The story follows the daily activities of a group of high school girls in their school’s “Going Home Club”. The club’s activities consist simply of having as much youthful fun as possible. The club President, Dōmyōji Sakura (a very energetic girl with a twisted sense of humor), is at first, the club’s only “commoner” before the two first-year students Andō Natsuki (a freshman with a serious, straight-laced personality) and her friend form middle school Tōno Karin (a sweet girl with extraordinary baking skills whose kawaii personality is admired by the remainder of the club members as ultra-feminine) join. The remaining two members are Kokonoe Claire, the club’s treasurer and heiress to her family’s mega-corporation. She is so rich she has no understanding of the true value of money; and Ōhagi Botan, also an upper class girl, she is highly skilled in martial arts and extremely strong. She is said to have traveled around the world wrestling bears.

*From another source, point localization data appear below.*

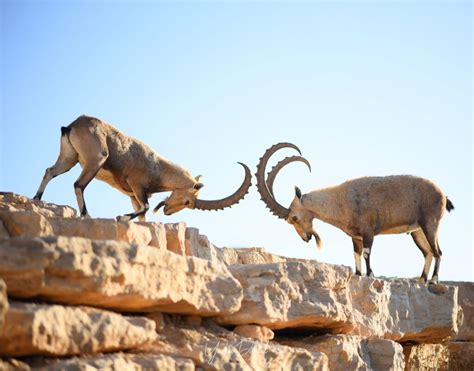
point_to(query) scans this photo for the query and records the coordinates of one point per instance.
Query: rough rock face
(116, 275)
(215, 348)
(466, 301)
(176, 238)
(256, 332)
(403, 310)
(12, 202)
(33, 224)
(294, 294)
(351, 352)
(34, 329)
(3, 302)
(115, 361)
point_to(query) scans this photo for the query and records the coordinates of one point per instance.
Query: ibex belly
(407, 228)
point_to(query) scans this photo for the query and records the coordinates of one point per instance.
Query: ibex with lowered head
(364, 208)
(130, 166)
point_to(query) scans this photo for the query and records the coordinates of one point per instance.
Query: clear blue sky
(363, 89)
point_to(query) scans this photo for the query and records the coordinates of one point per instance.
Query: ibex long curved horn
(230, 200)
(276, 169)
(266, 195)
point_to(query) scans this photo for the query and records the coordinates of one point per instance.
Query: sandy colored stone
(352, 352)
(32, 224)
(13, 202)
(198, 245)
(10, 364)
(215, 348)
(176, 238)
(250, 255)
(466, 301)
(426, 357)
(461, 355)
(260, 333)
(116, 275)
(294, 294)
(3, 303)
(115, 361)
(403, 310)
(56, 330)
(158, 234)
(3, 231)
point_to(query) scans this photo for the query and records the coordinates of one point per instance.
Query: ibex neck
(324, 205)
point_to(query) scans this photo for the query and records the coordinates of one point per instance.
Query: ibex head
(181, 198)
(297, 215)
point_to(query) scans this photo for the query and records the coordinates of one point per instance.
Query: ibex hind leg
(430, 231)
(66, 160)
(422, 243)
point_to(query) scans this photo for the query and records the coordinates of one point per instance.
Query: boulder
(176, 238)
(116, 275)
(55, 330)
(12, 202)
(403, 310)
(352, 352)
(294, 294)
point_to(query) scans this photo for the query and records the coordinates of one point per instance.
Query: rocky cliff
(100, 294)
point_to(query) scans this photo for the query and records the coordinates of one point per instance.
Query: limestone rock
(294, 294)
(176, 238)
(252, 255)
(158, 234)
(461, 355)
(116, 275)
(351, 352)
(40, 329)
(215, 348)
(12, 202)
(3, 302)
(466, 301)
(32, 224)
(198, 245)
(403, 310)
(260, 333)
(115, 361)
(425, 357)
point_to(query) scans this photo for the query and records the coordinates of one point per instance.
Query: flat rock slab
(116, 275)
(34, 224)
(215, 348)
(293, 294)
(3, 302)
(403, 310)
(351, 352)
(55, 330)
(13, 202)
(114, 361)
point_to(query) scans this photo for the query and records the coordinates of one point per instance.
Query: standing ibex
(364, 208)
(130, 166)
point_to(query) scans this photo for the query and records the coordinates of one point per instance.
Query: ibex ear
(298, 192)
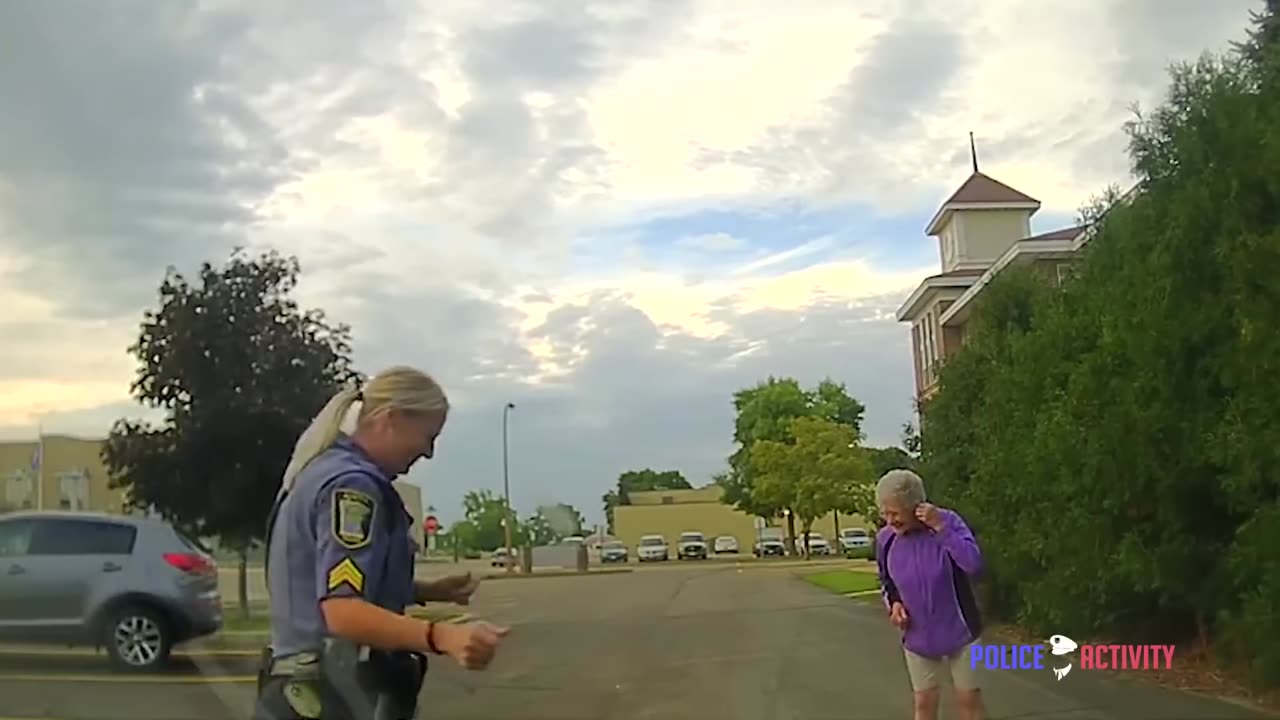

Apart from its quite silly mixture of slapstick humor, and, for whatever reason, a talking baby seal that appears throughout the series, its running lampoon of anime series in general (there are often false endings to episodes purposely interrupted and characters referring to themselves as characters in an anime), the animation style that incorporates some chibi, some realism, and lots of moe, is rather fun to watch.
The series never comes up for air, from the opening scene to the last, even at the end of episodes we get “mini-theatres” with chibi animation gags, that carry over from the previous gags. Nothing in the series really has any rhyme or reason, and it isn’t meant to with a series like this. When the girls decide to play kick the can and Natsuki is designated as the one who has to keep gulping down cans of black coffee till she gets sick because Botan keeps blasting the can right out of the park, it isn’t to serve any plot arc, it’s just for a barf gag. It can sometimes get a bit pointless in large doses if you binge watch, like I had to, but in small doses, it is a funny, quick-paced series that can easily hold your attention.
Video Quality
[Rating:4.5/5]
Chronicles of the Going Home Club arrives on Blu-ray in an AVC/MPEG-4 1080i/60 transfer from NIS America. Despite being interlaced, the series looks fantastic, with no apparent motion artifacts, sharp details, vibrant color reproduction, and color banding is extremely slight.
Audio Quality
[Rating:4.5/5]
The Japanese LPCM 2.0 (48kHz/24-bit) stereo mix may lack all the extra channels of a surround mix, but it hardly disappoints otherwise. There’s lots of headroom here for great dynamic range, full and clear dialogue, well-defined stereo imagery, and very punchy sound effects.
Supplemental Materials
[Rating:3.5/5]
- Chibi Theatre (1.78:1; 1080i/60; 00:07:11)
- Japanese Trailers (1.78:1; 1080i/60; 00:01:27)
- Clean Opening
- Clean Endings
- NIS America Trailers
- Composition Book – Hardcover book contains artwork and interviews with the animation staff, including director Sato Hikaru and sound director Tsuchiya Masanori.
The Definitive Word
Overall:
[Rating:4/5]
Funny, clever, and quick-paced, Chronicles of the Going Home Club is a gag-filled slice of life anime series that will have you in stitches. The Blu-ray looks and sounds great, and comes in one of NIS America’s premium packages with hardcover art book and glossy chipboard slipcase.